We wish the Narcotics Control Bureau (NCB) has the same enthusiasm to go after the big fish. These actors are just tiny guppy fish in a small self-loathing narcissistic aquarium called Bollywood and Sandalwood. By the way, it is said criminalising of cannabis happened in 1985, when the Narcotic Drugs and Psychotropic Substances Law was legislated. Here is the interesting bit — It is said that this law got a push because Congressman Sunil Dutt was traumatised by his son Sanjay Dutt’s addiction. Ah! like a movie script, a Bollywood-induced law has come to bite Bollywood!
But we must also remember that during the 1961 Convention on Narcotic Drugs, the US wanted cannabis declared a “hard drug” but India did not agree but buckled in 1985. We went along with them back then because we needed them. Now that they have made cannabis legal, why must we be left stuck with a law they forced upon us? Also if bhaang is legal, why not cannabis? The effects are pretty much the same.
By the way, while the Americans forced us to ban cannabis, we Indians being Indians could not let the Americans suck the fun out of our much-loved Holi festival; so we added that magic “clause” that we add in all our documents to circumvent a problem. This clause said that while the use of the fruit and flower of cannabis is illegal, the leaves are not and so we continued to grind cannabis leaves and make a “happy paste” called bhaang.

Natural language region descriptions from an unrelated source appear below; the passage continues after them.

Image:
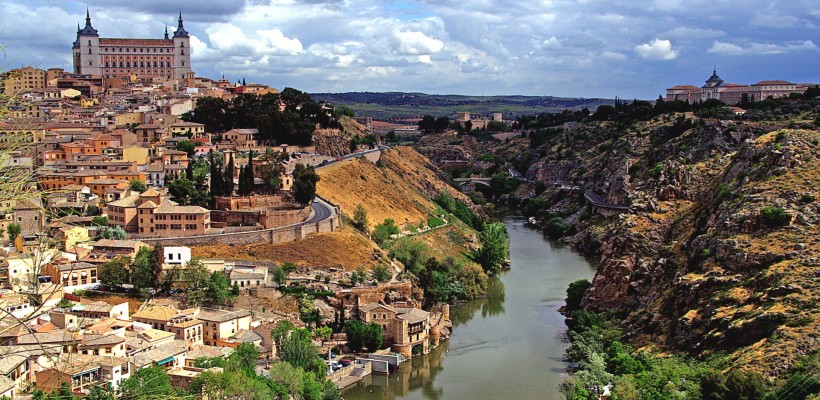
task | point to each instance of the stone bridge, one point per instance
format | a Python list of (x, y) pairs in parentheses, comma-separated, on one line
[(600, 206)]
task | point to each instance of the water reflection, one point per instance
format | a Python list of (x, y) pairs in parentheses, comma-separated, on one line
[(513, 350)]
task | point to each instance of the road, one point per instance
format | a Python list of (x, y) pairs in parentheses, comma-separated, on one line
[(321, 211)]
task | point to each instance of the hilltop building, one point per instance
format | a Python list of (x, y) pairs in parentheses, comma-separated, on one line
[(169, 57), (732, 93)]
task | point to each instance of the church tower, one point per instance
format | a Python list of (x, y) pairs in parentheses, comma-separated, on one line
[(182, 52), (86, 49)]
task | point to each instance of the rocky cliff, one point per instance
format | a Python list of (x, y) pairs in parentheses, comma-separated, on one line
[(720, 247)]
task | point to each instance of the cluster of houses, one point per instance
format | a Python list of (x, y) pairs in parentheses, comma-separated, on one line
[(50, 337)]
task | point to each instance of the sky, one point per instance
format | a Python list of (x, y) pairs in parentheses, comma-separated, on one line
[(568, 48)]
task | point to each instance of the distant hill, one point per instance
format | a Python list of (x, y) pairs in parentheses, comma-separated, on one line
[(397, 105)]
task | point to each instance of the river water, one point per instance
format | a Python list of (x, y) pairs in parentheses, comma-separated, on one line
[(505, 346)]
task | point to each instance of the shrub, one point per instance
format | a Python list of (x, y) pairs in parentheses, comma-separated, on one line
[(575, 293), (775, 216), (656, 170)]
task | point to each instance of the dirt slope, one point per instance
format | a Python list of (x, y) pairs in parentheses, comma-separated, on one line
[(400, 189)]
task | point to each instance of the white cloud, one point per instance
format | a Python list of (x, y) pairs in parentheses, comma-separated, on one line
[(657, 50), (760, 48), (416, 43), (690, 33), (612, 55)]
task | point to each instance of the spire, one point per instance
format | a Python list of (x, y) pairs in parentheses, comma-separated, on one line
[(88, 30), (180, 32)]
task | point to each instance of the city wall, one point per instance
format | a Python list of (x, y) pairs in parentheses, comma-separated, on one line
[(274, 235)]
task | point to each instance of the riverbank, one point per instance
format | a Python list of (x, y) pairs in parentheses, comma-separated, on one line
[(507, 345)]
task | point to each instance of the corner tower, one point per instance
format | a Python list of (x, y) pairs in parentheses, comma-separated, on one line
[(182, 52), (86, 49)]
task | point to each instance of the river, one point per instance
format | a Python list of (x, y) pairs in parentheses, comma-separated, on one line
[(505, 346)]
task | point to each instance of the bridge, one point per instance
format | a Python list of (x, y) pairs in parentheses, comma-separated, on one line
[(602, 207), (473, 181)]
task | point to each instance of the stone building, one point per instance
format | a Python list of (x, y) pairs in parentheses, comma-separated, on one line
[(166, 58), (731, 93)]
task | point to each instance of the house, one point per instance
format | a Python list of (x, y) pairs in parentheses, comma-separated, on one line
[(168, 356), (72, 274), (81, 372), (186, 328), (179, 255), (223, 324), (407, 330), (158, 316), (151, 214)]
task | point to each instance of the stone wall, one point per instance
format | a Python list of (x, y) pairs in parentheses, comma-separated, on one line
[(274, 235)]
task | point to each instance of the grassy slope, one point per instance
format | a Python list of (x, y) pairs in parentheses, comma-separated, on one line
[(400, 190)]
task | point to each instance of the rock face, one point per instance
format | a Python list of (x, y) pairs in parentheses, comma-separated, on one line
[(720, 248), (332, 142)]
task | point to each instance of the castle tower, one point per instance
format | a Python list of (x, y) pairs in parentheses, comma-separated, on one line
[(87, 49), (182, 52)]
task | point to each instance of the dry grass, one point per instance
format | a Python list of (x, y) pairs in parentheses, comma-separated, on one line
[(346, 249), (398, 190)]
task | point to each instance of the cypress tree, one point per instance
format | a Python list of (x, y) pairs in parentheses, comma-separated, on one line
[(227, 187)]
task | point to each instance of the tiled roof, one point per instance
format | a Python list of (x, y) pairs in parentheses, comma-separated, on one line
[(412, 315), (156, 313), (222, 315), (774, 82)]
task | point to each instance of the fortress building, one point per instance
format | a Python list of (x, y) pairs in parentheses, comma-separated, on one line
[(732, 93), (166, 58)]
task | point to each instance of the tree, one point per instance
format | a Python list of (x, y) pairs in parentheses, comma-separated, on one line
[(184, 192), (219, 289), (361, 335), (244, 358), (114, 273), (230, 172), (194, 282), (114, 232), (494, 247), (13, 230), (575, 293), (304, 183), (280, 333), (381, 232), (100, 393), (381, 273), (144, 271), (360, 218), (150, 382), (99, 220), (186, 146), (323, 333), (138, 185), (298, 350), (91, 211)]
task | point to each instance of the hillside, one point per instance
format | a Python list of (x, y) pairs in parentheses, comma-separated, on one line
[(719, 248), (351, 249), (400, 187), (397, 105)]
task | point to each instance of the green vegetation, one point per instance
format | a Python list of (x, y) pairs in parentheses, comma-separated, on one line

Intoxicants have always been part of human civilisation, especially soft drugs or natural hallucinogens. Be it bits of opium poppy found in the teeth of a male adult in a Neolithic site in Spain, be it charred Cannabis seeds in bowls found in Romania, or at the largest religious gathering in India, hallucinogens have always been used by humans if not for hedonistic purposes then for divine purposes. It cannot be stopped. But it can be regulated.
Let’s also not forget cannabis has medicinal value too. No wonder that an Odisha-based startup HempCann Solutions opened India’s first cannabis clinic in Koramangala, Bengaluru, in February this year. Here at their “clinic” named Vedi Herbals they sell tablets and cannabis oils. And these prescribed oils and tablets can help one with issues ranging from anxiety to improving sex life!
So we made cannabis illegal because of USA, but they have made it legal, so should we follow? This way the NCB can go after real dangerous “hard drug” dealers and producers rather than movie stars who enjoy a puff of cannabis, which is no more harmful than a “legal” gulp of alcohol?